8 aprile 2020
Aggiornato 18:30
Asia. Cina

Giustiziati due tibetani per i disordini d'un anno fa

Esecuzione avvenuta a Lhasa, forse una settimana fa

PECHINO - Due tibetani sono stati giustiziati per aver partecipato alle proteste dell'anno scorso. Sono le prime esecuzioni di cui si è venuti a conoscenza, riferiscono oggi responsabili del gruppo di avvocati statunitensi International Campaign for Tibet.

I due giustiziati si chiamavano Lobsang Gyaltsen e Loyak. Erano stati condannati a morte in aprile per le accuse di aver «cominciato fatali sparatorie» durante i disordini.
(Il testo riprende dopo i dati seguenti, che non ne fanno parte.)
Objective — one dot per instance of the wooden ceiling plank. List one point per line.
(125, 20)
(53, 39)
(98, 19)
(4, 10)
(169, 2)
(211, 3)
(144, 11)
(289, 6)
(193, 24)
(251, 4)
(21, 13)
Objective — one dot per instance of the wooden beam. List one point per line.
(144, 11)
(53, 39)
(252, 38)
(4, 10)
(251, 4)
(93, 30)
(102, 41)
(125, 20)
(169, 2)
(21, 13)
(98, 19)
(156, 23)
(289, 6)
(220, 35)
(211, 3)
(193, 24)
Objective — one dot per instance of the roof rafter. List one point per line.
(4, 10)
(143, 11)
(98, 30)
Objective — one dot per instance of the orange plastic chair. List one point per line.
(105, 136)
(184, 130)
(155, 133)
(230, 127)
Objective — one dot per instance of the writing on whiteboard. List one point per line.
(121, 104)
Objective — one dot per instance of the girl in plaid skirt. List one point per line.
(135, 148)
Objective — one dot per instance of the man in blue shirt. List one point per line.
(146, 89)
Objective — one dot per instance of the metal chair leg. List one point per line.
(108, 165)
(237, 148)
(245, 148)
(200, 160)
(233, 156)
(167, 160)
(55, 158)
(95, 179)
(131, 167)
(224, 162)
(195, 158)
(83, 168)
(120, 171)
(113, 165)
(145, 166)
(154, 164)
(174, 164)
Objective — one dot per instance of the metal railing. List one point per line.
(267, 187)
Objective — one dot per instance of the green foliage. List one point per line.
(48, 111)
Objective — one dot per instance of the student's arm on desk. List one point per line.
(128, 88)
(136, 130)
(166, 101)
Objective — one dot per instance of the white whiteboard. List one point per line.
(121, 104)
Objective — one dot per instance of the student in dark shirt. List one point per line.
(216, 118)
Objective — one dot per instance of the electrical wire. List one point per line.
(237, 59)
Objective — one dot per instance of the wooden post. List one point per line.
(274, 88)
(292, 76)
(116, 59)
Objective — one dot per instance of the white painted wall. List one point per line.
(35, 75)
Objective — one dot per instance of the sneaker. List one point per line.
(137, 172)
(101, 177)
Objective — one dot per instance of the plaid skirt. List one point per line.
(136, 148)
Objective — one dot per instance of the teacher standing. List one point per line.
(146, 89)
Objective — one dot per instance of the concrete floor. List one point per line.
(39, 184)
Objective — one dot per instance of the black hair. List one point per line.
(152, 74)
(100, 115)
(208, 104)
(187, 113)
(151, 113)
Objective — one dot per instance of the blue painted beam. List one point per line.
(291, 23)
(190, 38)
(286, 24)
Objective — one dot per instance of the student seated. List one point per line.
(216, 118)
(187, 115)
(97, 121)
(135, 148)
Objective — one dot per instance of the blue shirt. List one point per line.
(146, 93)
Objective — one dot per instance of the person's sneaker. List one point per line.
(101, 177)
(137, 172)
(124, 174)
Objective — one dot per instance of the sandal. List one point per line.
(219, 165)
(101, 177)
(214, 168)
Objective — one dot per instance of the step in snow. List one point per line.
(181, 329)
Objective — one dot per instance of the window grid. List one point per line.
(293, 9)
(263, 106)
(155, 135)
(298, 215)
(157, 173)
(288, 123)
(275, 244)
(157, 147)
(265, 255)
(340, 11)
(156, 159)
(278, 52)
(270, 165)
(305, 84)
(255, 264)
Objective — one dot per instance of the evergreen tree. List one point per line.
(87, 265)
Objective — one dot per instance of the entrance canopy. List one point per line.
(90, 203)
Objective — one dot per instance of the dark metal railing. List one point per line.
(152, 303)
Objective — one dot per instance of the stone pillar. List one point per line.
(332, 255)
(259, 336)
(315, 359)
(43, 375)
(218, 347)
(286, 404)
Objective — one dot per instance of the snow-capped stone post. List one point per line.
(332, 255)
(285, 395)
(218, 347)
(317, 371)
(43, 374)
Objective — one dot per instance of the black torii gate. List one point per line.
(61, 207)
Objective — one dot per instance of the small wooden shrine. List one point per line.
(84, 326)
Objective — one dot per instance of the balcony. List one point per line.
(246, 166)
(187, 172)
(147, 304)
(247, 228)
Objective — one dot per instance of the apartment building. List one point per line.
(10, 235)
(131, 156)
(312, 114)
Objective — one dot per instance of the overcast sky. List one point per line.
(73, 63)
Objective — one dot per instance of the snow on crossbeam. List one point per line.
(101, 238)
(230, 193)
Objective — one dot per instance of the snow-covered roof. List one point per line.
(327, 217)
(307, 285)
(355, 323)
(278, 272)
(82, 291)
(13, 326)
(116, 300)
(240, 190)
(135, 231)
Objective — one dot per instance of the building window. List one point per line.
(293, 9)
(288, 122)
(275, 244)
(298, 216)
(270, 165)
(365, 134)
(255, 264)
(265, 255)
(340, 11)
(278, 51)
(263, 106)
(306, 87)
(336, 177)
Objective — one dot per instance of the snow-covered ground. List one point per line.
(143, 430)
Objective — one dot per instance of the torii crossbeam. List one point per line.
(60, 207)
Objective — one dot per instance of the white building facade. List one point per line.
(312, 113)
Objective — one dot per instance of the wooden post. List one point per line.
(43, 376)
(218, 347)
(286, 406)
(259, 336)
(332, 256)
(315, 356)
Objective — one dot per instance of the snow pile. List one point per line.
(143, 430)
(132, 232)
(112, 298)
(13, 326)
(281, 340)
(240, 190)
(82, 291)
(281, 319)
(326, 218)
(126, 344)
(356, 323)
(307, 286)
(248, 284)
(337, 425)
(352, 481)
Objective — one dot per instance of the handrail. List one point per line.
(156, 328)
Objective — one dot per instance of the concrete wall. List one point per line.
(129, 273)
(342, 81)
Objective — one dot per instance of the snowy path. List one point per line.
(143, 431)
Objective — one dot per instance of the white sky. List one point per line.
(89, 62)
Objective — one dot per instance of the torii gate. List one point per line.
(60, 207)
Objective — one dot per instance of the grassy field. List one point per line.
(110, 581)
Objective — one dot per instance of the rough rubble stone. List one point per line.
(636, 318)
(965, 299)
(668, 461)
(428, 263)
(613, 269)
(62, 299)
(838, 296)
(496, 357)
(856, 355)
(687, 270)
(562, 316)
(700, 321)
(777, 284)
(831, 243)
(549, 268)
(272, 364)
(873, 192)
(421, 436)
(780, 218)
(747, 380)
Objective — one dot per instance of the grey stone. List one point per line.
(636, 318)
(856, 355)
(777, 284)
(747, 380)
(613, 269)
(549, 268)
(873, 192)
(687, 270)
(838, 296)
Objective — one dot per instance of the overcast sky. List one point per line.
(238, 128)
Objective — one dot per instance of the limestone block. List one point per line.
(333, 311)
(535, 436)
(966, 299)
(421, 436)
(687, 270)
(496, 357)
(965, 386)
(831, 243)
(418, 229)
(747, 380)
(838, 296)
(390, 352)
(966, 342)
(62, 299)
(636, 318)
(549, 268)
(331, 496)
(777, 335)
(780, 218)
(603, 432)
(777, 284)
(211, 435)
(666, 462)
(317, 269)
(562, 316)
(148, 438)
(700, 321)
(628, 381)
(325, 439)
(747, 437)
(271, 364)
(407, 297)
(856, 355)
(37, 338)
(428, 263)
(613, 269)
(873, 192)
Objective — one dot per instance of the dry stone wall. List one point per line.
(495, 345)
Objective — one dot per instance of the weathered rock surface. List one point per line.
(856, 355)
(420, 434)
Il gruppo statunitense aggiunge che i tibetani sono stati giustiziati nella capitale tibetana Lhasa, ma ha precisato di non essere in grado di dire quando sono avvenute le esecuzioni. Secondo altri gruppi per i diritti dei tibetani, le esecuzioni sarebbero avvenute una settimana fa.

Nel marzo del 2008 manifestanti tibetani attaccarono immigrati cinesi e i loro negozi nella capitale Lhasa durante una sommossa antigovernativa, incendiando zone del distretto commerciale della città. Le autorità cinesi hanno detto che nei disordini sono morte 22 persone, ma i tibetani hanno dichiarato che i morti furono molti di più.